On Oct. 27, Compass reported, six parishioners were sentenced to prison, some for 12 months and some for nine. This event, Compass said, has attracted much more international publicity than the Protestant ones above.
In its annual report on religious freedom released on Nov. 17, the U.S. State Department’s Office of International Religious Freedom pointed to some progress in Vietnam but devoted several pages to religious liberty violations, noticeably against Protestants.
Compass said Vietnam’s state-controlled media reacted strongly. The Nov. 20 issue of Lao Dong (Workers) newspaper published an article entitled, “Abusing Religion Issues to Sabotage Vietnam.” It described religion as connected with “imperialist and hostile forces.”

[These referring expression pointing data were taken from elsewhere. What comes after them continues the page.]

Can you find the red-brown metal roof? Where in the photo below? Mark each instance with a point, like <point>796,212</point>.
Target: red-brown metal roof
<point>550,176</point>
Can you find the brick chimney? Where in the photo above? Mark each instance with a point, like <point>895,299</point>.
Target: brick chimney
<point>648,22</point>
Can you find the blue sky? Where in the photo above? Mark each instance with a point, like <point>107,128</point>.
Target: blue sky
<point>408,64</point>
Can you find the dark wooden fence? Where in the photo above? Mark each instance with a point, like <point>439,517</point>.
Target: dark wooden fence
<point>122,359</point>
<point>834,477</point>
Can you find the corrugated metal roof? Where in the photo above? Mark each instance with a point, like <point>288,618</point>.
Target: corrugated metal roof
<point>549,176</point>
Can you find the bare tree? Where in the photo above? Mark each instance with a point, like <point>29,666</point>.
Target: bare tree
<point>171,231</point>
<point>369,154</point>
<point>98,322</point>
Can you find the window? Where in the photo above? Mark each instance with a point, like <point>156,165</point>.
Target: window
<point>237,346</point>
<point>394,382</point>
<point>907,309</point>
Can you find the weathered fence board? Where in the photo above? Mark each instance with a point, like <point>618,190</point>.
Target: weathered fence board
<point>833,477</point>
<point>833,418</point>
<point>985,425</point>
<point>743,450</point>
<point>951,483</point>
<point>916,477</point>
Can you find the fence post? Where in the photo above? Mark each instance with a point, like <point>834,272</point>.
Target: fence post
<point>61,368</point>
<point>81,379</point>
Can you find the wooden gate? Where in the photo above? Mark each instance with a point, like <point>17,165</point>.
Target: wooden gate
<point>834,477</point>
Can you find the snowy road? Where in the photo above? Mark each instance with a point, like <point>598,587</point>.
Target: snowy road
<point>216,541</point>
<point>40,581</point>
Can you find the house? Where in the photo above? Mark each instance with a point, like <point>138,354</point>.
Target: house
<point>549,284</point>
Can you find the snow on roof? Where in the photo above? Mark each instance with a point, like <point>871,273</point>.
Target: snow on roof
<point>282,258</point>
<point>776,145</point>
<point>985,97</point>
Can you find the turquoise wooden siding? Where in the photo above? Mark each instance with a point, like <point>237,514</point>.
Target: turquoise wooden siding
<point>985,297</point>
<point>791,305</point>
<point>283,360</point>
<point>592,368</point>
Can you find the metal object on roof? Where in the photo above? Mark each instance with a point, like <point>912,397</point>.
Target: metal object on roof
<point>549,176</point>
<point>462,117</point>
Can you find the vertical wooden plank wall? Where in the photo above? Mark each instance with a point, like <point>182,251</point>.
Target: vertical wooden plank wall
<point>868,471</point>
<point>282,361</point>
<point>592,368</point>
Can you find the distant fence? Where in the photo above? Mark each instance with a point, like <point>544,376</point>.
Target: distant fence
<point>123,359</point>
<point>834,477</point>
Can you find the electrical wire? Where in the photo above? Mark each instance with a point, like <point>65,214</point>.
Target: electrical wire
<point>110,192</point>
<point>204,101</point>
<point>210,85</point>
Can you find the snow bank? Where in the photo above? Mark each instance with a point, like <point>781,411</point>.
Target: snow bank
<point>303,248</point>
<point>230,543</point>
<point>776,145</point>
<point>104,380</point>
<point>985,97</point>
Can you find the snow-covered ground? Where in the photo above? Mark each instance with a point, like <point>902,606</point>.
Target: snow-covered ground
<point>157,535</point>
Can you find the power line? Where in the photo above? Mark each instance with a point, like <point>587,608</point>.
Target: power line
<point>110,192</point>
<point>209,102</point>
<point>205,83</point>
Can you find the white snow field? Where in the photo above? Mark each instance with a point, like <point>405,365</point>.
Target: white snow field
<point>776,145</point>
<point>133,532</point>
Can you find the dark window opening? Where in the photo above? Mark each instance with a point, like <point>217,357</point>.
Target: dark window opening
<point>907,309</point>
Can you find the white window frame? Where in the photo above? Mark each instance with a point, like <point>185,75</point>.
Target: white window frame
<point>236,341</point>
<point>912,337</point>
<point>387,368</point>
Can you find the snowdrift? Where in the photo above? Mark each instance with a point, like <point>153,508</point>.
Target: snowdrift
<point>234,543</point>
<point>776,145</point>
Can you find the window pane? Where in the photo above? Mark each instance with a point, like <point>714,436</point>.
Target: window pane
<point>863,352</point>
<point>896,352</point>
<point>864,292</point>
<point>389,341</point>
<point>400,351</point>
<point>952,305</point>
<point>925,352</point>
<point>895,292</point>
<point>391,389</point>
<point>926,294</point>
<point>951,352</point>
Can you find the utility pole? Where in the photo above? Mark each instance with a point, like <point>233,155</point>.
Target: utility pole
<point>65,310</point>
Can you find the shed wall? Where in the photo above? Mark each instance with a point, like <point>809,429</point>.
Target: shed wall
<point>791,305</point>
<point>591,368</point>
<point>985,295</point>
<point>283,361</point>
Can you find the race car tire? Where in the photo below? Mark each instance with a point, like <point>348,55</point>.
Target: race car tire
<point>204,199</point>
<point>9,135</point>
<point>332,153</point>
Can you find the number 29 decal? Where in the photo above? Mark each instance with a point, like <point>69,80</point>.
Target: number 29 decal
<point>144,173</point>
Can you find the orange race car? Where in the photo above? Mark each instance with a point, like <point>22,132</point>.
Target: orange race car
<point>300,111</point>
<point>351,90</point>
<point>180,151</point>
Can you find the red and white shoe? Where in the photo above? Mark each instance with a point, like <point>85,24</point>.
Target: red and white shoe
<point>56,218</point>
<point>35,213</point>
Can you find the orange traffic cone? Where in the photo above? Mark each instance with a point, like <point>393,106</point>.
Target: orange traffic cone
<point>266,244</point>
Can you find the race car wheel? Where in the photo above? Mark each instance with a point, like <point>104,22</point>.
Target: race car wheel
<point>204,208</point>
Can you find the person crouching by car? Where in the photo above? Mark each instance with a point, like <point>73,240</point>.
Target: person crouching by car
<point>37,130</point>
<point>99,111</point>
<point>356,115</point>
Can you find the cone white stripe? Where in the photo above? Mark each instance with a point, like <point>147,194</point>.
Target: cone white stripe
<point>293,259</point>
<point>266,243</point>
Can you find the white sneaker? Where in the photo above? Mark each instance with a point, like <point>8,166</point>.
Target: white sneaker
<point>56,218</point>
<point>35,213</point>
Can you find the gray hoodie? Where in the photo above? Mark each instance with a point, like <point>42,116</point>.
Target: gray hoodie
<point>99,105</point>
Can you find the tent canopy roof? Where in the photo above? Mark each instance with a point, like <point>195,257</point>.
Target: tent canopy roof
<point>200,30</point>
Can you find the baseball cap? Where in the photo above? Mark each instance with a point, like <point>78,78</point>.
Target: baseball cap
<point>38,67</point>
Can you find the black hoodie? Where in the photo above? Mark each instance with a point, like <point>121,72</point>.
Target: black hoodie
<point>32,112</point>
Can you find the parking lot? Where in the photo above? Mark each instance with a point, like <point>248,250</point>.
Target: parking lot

The same day, Nhan Dan (People’s Daily) accused the state department report of being based on “distorted information.” It called on U.S. officials “to verify the events right in Vietnam,” the very thing many observers say U.S. diplomats in Vietnam do.
On Nov. 22, Compass reported, a Quan Doi Nhan Dan (People’s Army) article described critics of religious liberty abuses as “black hearts under the name of angels.”
Some observers believe that the Five-Year Communist Party Congress to take place in early 2011 is contributing to a surge in harsh measures against religions and human rights activists.
Compass said Protestant church leaders in Vietnam are upset that officials who have taken heavy-handed actions against religious groups and their leaders have never been held responsible; a violation of Vietnamese law.